Religious narratives essentially never run out of fuel; there is and likely always will be some level of uncertainty about the existence of God(s). Secular narratives, especially those spawned by science, should in theory run out of fuel one day, *if* the scientific method survives of course, as this is the means to eventually remove uncertainty. But there is vast social inertia behind CAGW now, to the extent that even a 17 year ‘hiatus’ in global temperatures has had surprisingly little impact on the big narrative beast. Most likely it won’t be tamed for some years yet, but understanding the nature of the beast can only help.
Footnote 1: I make the caveat here that the narrative competition is essentially unrelated to whatever is happening in the real climate, and whether that is good, bad, or indifferent. Social narratives feed upon uncertainty, and even if a ‘bad’ real climate scenario emerged (though this seems increasingly less likely), most of the excesses of the aggressive CAGW culture would swiftly die-out.

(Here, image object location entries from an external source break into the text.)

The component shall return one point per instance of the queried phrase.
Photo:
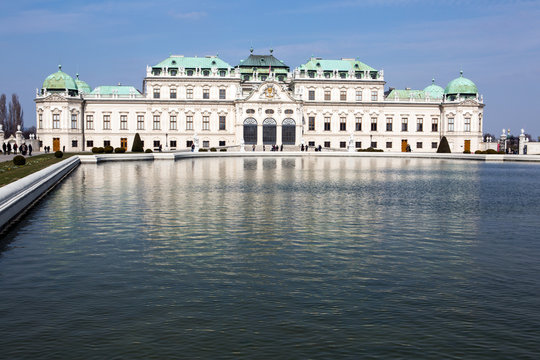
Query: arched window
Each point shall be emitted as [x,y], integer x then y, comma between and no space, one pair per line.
[250,131]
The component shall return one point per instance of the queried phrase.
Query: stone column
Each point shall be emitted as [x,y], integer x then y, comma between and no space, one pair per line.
[18,135]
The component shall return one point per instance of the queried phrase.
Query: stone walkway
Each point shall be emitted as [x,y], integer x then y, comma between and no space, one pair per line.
[10,157]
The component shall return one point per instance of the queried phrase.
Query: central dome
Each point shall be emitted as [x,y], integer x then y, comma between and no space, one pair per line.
[461,86]
[59,81]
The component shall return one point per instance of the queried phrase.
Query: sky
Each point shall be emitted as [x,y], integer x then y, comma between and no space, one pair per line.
[496,43]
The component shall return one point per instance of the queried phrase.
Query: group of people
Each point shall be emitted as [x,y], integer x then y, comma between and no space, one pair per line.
[23,149]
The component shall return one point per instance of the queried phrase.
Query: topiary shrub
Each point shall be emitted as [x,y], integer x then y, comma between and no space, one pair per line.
[137,144]
[19,160]
[443,146]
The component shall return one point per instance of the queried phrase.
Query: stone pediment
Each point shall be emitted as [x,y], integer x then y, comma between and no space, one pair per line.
[270,91]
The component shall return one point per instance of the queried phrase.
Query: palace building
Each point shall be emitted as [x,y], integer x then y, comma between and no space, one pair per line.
[260,101]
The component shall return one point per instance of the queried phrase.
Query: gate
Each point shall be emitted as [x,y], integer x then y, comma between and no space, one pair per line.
[288,132]
[269,131]
[250,131]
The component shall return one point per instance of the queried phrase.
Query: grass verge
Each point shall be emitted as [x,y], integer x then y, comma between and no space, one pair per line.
[10,172]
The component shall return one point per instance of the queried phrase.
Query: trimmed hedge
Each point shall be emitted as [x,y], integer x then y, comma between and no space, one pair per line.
[19,160]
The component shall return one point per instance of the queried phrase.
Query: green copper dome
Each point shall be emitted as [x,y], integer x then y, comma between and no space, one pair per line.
[434,91]
[59,81]
[83,86]
[462,86]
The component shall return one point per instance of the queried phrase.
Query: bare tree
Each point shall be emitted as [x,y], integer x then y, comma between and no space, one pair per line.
[14,116]
[3,110]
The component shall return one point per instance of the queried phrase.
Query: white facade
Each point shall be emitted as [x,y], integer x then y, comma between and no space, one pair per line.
[214,105]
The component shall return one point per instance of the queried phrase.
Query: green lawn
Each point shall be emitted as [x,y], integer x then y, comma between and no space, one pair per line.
[10,172]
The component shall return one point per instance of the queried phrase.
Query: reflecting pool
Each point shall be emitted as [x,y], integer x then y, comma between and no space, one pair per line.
[278,258]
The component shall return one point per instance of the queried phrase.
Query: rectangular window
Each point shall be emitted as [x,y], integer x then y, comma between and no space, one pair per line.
[140,122]
[73,121]
[467,127]
[389,124]
[123,122]
[404,124]
[106,122]
[419,124]
[358,124]
[222,120]
[327,95]
[56,121]
[311,123]
[434,125]
[89,122]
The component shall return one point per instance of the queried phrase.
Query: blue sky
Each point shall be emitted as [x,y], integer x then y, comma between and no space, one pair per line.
[496,43]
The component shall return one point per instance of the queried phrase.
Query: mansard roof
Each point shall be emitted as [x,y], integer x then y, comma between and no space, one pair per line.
[262,61]
[331,65]
[187,62]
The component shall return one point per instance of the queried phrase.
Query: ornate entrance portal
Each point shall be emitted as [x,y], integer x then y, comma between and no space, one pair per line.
[269,131]
[288,132]
[250,131]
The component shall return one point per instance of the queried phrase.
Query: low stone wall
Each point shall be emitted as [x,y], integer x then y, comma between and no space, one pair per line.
[17,197]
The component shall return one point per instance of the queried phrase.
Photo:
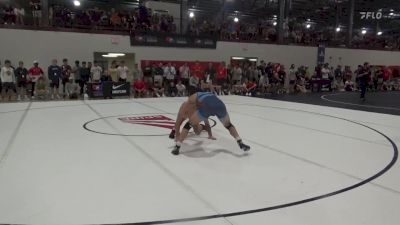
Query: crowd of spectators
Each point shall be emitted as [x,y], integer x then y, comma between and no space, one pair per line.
[143,19]
[157,80]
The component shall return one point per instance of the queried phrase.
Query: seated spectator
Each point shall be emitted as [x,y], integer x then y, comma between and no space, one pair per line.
[41,89]
[349,85]
[139,88]
[158,88]
[7,78]
[181,88]
[72,89]
[250,87]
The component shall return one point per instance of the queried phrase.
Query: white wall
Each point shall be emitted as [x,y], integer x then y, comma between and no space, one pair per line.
[44,45]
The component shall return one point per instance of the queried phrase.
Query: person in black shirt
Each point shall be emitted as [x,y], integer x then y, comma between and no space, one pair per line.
[363,75]
[21,74]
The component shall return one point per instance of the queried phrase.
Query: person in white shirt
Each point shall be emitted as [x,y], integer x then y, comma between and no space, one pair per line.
[170,76]
[8,80]
[123,72]
[96,71]
[181,89]
[184,72]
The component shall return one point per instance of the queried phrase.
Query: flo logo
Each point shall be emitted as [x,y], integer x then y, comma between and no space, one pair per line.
[371,15]
[155,121]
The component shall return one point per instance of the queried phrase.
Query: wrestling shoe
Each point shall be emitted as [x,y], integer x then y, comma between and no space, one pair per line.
[176,150]
[243,146]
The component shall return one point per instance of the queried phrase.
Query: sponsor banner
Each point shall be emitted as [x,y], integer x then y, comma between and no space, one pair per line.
[172,40]
[108,89]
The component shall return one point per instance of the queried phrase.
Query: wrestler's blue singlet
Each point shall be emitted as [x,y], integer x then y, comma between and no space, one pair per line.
[210,105]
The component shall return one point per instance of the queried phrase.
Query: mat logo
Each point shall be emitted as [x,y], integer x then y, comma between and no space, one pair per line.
[155,121]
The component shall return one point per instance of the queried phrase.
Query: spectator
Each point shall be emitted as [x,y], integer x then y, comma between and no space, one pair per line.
[72,89]
[21,74]
[170,76]
[85,76]
[237,74]
[8,81]
[197,70]
[158,88]
[292,78]
[76,74]
[55,74]
[137,73]
[41,89]
[139,88]
[95,72]
[193,84]
[66,74]
[148,73]
[33,75]
[36,12]
[181,88]
[184,73]
[123,72]
[19,13]
[113,71]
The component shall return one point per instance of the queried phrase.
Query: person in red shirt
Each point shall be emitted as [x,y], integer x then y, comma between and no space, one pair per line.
[33,75]
[222,74]
[139,87]
[197,70]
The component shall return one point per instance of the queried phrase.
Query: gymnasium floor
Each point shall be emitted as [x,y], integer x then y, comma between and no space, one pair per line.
[109,162]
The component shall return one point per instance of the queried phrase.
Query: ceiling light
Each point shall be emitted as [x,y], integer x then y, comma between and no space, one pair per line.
[237,58]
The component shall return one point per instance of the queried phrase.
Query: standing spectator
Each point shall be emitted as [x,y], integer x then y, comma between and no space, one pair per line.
[363,77]
[148,73]
[85,76]
[76,74]
[137,73]
[197,71]
[139,88]
[222,74]
[193,85]
[19,14]
[55,74]
[33,75]
[8,80]
[72,89]
[123,72]
[292,78]
[41,90]
[95,72]
[21,74]
[66,74]
[36,12]
[184,73]
[170,76]
[237,74]
[113,71]
[181,88]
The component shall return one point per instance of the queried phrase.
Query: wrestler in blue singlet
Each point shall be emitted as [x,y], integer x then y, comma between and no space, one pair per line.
[210,105]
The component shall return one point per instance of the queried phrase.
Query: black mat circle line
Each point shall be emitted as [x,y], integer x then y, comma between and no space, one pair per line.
[295,203]
[85,126]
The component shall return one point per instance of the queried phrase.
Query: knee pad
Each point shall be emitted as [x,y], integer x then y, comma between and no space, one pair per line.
[229,126]
[187,126]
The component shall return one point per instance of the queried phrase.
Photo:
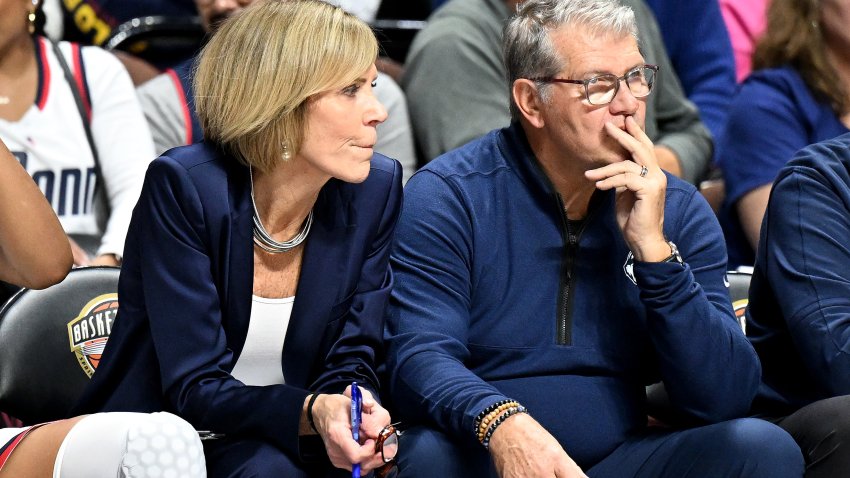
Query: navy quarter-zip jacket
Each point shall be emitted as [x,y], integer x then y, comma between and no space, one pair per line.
[498,296]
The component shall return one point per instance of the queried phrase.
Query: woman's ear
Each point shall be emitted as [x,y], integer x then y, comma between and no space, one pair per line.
[528,102]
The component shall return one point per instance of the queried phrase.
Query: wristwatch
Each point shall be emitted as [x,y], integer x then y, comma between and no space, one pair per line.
[674,255]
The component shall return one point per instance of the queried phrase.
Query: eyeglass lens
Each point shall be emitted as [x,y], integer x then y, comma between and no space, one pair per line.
[603,88]
[389,444]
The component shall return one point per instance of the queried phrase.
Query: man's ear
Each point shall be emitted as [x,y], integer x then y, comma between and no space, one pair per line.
[528,101]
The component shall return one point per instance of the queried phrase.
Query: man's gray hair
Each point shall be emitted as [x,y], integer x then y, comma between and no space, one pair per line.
[528,50]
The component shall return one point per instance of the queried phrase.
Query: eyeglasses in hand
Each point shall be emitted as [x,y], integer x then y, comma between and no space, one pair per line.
[387,445]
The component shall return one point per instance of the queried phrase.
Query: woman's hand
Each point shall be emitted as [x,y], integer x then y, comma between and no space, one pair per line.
[332,417]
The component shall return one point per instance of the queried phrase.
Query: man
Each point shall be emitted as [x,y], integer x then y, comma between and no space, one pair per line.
[454,81]
[168,106]
[545,273]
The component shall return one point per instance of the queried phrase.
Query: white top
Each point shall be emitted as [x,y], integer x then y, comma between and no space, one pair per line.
[50,142]
[260,362]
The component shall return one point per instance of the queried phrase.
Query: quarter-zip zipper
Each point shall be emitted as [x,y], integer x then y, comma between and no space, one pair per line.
[564,315]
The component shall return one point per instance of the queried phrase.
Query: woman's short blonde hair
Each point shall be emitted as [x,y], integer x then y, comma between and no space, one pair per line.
[255,76]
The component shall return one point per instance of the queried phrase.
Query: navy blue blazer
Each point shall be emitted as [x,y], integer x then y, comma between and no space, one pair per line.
[185,298]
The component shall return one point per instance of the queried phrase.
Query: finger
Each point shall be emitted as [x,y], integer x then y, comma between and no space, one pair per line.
[639,152]
[629,180]
[610,170]
[637,132]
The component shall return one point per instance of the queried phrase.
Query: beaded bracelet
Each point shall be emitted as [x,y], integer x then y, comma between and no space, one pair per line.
[482,432]
[310,412]
[487,411]
[511,412]
[485,423]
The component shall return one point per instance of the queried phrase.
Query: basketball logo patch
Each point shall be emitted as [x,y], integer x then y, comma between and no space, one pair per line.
[90,330]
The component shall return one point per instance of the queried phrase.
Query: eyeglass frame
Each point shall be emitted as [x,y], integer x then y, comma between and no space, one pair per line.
[383,436]
[586,82]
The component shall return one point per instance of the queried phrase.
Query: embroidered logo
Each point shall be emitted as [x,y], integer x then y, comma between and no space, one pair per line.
[629,267]
[90,330]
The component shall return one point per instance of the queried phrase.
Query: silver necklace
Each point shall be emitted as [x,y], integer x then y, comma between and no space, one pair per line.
[264,240]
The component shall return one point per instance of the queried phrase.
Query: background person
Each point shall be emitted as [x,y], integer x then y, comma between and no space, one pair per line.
[43,126]
[799,305]
[256,275]
[35,253]
[798,94]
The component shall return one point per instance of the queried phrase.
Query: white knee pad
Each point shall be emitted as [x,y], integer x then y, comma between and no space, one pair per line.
[131,445]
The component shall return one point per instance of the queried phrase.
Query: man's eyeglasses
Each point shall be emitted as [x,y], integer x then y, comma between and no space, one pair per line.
[601,89]
[387,444]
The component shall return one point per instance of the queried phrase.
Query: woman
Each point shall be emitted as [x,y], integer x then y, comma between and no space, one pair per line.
[256,269]
[798,94]
[797,318]
[44,127]
[35,253]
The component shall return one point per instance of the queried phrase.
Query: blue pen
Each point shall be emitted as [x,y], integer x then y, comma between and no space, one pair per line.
[356,417]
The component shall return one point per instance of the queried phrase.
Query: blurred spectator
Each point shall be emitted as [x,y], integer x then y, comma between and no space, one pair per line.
[46,129]
[92,22]
[745,21]
[168,106]
[699,48]
[799,306]
[796,95]
[405,9]
[456,90]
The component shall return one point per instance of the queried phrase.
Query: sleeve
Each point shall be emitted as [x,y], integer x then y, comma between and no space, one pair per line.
[356,353]
[691,322]
[444,73]
[123,142]
[765,129]
[701,53]
[395,135]
[429,315]
[677,120]
[806,256]
[164,111]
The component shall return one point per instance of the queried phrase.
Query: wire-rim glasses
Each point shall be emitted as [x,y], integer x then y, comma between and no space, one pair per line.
[602,89]
[387,444]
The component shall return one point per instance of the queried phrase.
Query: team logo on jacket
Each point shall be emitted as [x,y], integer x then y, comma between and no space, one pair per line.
[629,267]
[89,332]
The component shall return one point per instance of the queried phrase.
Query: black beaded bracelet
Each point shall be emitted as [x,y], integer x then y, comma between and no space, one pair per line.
[492,428]
[486,412]
[310,412]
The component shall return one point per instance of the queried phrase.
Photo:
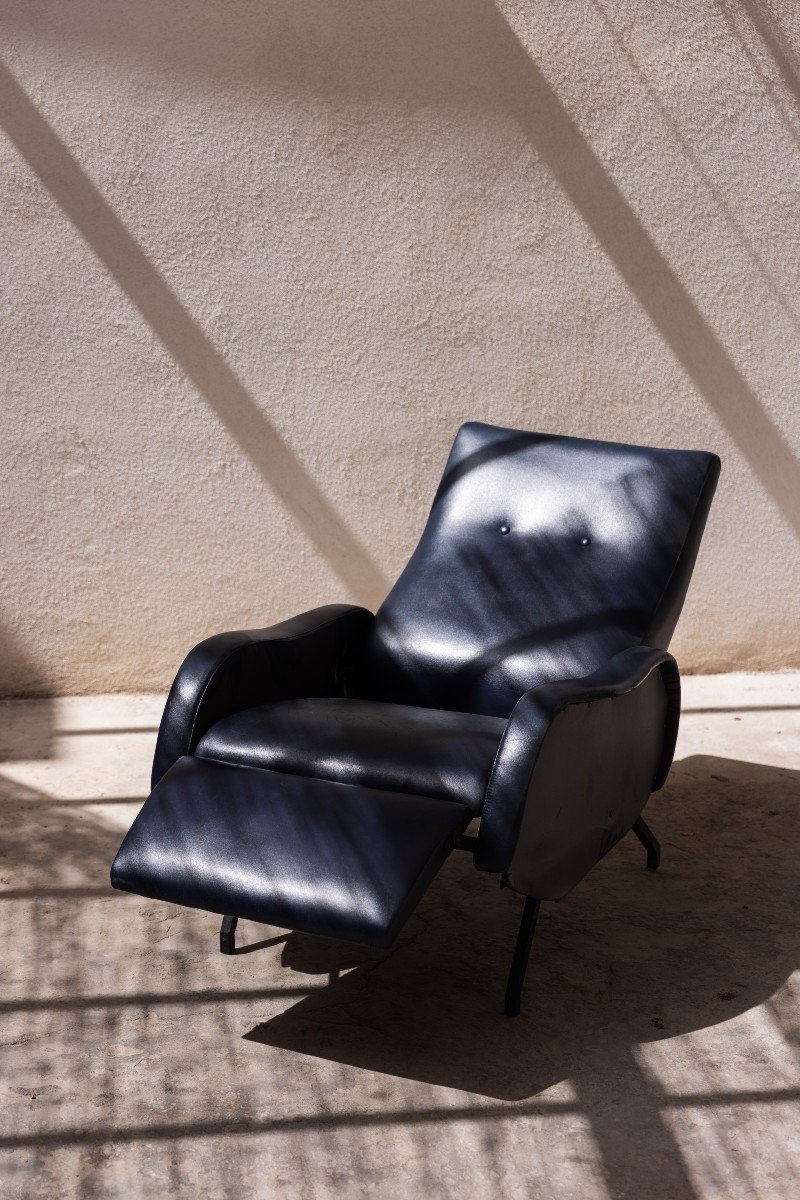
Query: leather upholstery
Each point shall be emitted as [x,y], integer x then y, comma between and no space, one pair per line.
[543,593]
[615,732]
[288,851]
[389,747]
[301,657]
[596,557]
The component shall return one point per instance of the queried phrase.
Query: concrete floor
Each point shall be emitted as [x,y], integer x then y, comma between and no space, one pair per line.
[656,1056]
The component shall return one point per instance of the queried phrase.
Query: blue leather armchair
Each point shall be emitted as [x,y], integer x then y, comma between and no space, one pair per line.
[316,774]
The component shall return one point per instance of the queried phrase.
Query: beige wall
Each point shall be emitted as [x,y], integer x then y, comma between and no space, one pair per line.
[260,259]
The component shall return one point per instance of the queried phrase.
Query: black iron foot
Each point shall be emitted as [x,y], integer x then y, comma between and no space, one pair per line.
[521,954]
[650,843]
[228,935]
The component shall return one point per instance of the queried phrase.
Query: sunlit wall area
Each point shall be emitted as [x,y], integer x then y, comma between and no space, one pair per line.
[260,259]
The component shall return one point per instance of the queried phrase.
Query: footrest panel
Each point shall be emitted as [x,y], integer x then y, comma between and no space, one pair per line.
[284,850]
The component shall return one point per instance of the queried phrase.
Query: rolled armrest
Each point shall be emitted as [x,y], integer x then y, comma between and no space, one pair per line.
[575,768]
[229,672]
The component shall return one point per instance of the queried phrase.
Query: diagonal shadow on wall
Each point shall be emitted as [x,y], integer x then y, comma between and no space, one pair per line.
[533,102]
[182,337]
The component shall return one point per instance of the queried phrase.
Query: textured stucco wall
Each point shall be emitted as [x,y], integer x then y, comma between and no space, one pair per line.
[260,259]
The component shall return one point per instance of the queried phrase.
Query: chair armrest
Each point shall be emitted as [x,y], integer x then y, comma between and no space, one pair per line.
[229,672]
[575,768]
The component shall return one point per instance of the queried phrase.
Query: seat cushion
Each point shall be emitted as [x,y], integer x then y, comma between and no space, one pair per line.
[299,853]
[395,748]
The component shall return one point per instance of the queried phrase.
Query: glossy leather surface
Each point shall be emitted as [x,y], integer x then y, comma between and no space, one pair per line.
[389,747]
[599,545]
[228,672]
[288,851]
[614,736]
[543,591]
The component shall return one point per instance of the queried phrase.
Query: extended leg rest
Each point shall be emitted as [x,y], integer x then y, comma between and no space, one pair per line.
[284,850]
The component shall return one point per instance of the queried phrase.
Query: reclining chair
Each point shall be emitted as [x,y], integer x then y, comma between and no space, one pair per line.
[316,775]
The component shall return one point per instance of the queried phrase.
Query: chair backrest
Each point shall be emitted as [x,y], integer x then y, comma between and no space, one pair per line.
[542,557]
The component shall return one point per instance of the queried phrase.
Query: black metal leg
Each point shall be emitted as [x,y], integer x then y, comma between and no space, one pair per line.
[228,935]
[521,954]
[650,843]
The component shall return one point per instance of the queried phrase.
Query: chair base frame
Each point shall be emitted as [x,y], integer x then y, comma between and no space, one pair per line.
[527,925]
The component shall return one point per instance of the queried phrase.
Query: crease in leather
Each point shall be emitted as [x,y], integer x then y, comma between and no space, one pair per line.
[388,747]
[543,563]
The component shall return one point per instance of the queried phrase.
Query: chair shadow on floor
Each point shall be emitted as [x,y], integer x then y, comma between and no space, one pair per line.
[630,957]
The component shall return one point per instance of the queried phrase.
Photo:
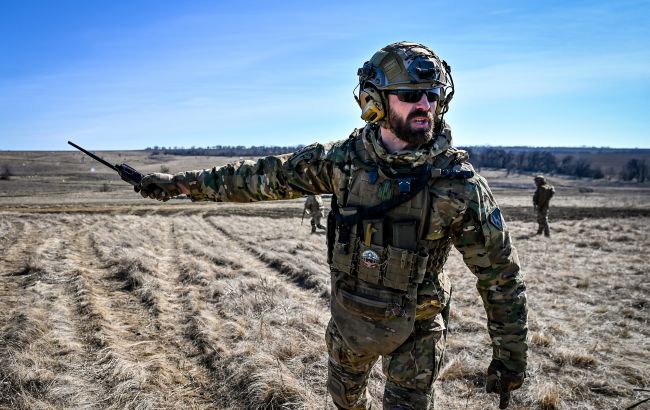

This is because a real enemy not an array of fantasy ones would now be identified, and just like for a war or a natural disaster, society would soon grasp what to do and folks would simply get on and do it.
Footnote2: References regarding various points above, such as the comparison by many folks of CAGW with religion (or use of religious metaphors), narratives altering the law, etc. can be found in my essay The CAGW Memeplex; a cultural creature. A memetic perspective provides great insight on the competition of social narratives, and allows a detailed exploration of how and why these happen, which is simply not possible in the space of the post above.